Se me dirá que no es el Parlamento el foro adecuado para iniciar y llevar a término un pacto nacional de tal naturaleza. Así lo reconozco. Es función de los elementos interesados y en todo caso, del Gobierno. Pero pienso también que hay cauces reglamentarios para que la Cámara pudiera solicitar del ejecutivo un debate que, en último término, condujera a ese fin.

¿Y por qué no utilizar también la televisión para ese gran propósito? ¿Qué impide que los medios televisivos lleven a la mayoría de los ciudadanos, en directo, un planteamiento de esta envergadura, cuando todo el país clama por una atención preferente hacia el tema? ¿No estamos acartonando, con rutinas infantiles, la democracia televisiva? ¿No hay demasiada lejanía, demasiada apologética, escasísima información directa y un evidente temor a llevar los verdaderos problemas al foro popular de la pequeña pantalla de nuestros hogares? Si al Gobierno le puede interesar algo en estos momentos es reforzar su imagen y acercarse a los temas calientes y vivos. En una democracia, sólo enriquece el contacto popular. Lo demás es hibernación o política congelada. El Gobierno debe demostrar su presencia y exponer sus criterios. ,Y permitir que las demás fuerzas políticas expongan los suyos, favorables o críticos, en debates, lo más auténticos posibles, sin trampa ni manipulación. No hagamos del poder, como en otros tiempos, un lugar secreto, lejano y misterioso. Si de algo puede servirnos el ejemplo de fuera, ahí están los Gobiernos de los países del Occidente desarrollado, sumergidos en esa misma crisis hasta la coronilla, pero saliendo cada dos por tres, a la pantalla o al Parlamento, a través de sus máximos exponentes, para dar cuenta de la cambiante, sorpresiva y dificil situación y explicar o justificar las duras decisiones a tomar. En tiempos de riesgo grave, los economistas de un Gobierno son los presidentes de ese Gobierno o del Estado. No les faltan ministros, asesores y expertos, pero ellos aceptan -como en la guerra- la responsabilidad de las operaciones en curso.
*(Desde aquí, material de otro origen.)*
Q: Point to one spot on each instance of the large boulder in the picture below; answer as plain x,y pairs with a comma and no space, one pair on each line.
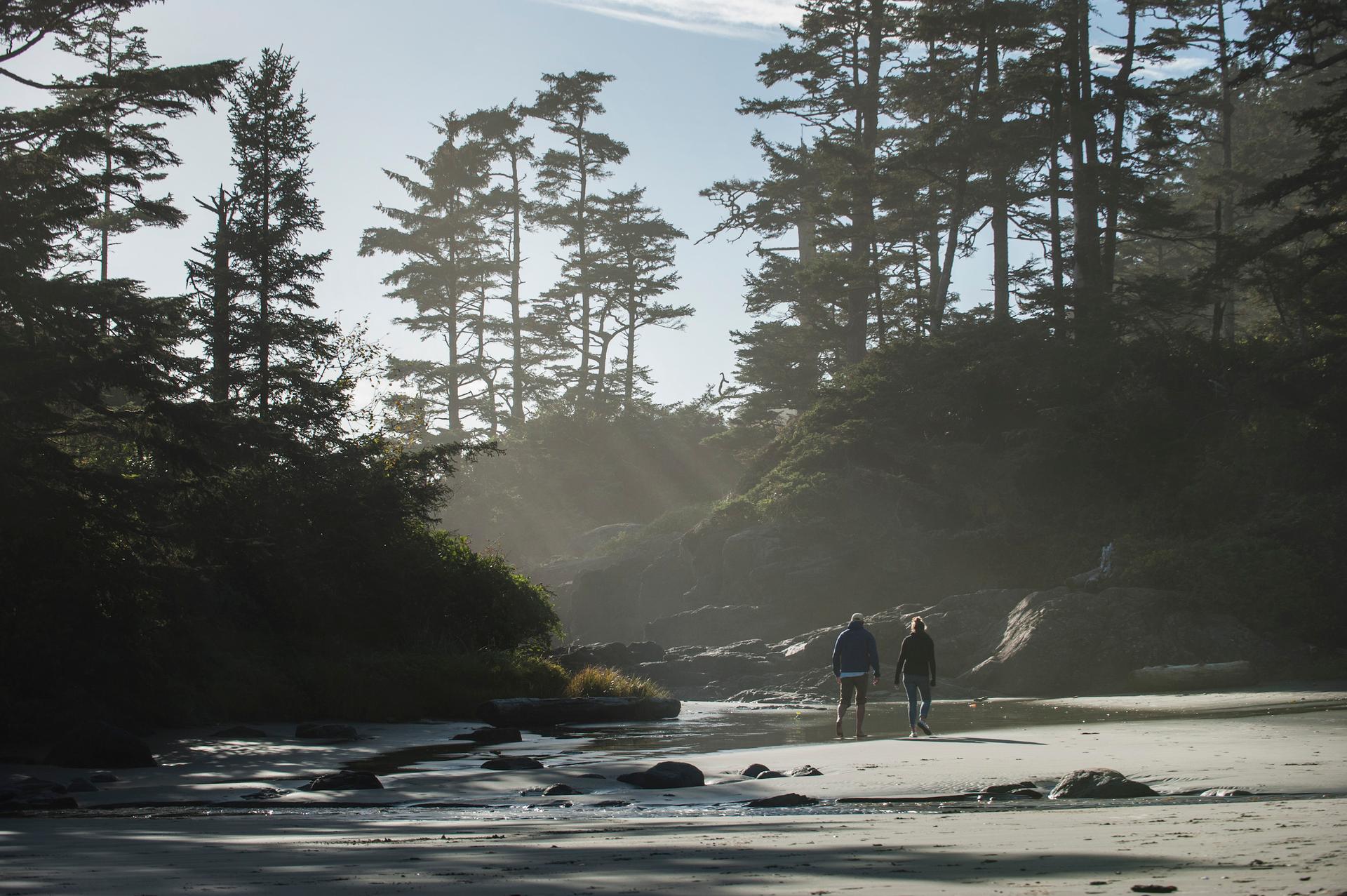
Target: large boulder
347,780
1098,783
489,736
563,710
100,745
326,732
1063,642
666,777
Da una penosa sensación leer algunas crónicas políticas del momento. Se pronostican crisis, cambios de ministros, estrategias electorales, «tapados» imaginarios, retratos-robot y conspiraciones de palacio. Y fuera de ese minipanorama se halla la elite la verdadera crisis, la de nuestra economía, la de nuestros ejércitos, laboral y empresarial, motores de nuestra vida civil colectiva.

¿Puede el receso parlamentario presente servir de reflexión sobre este punto, cuando se acaba la década y empiezan los veinte últimos años del siglo XX? ¿Seremos capaces de superar el mezquino partidismo y las magnificadas naderías, para afrontar con decisión y mirando al interés general los graves contratiempos que nos amenazan? Si hubiéramos de sintetizar en breves palabras lo esencial de los años setenta, en perspectiva. histórica, lo haríamos así: España realizó en esa década la transición política y sufrió al mismo tiempo una profunda y grave crisis económica. Esperemos a que se haga lo preciso para que la última no devore a la primera.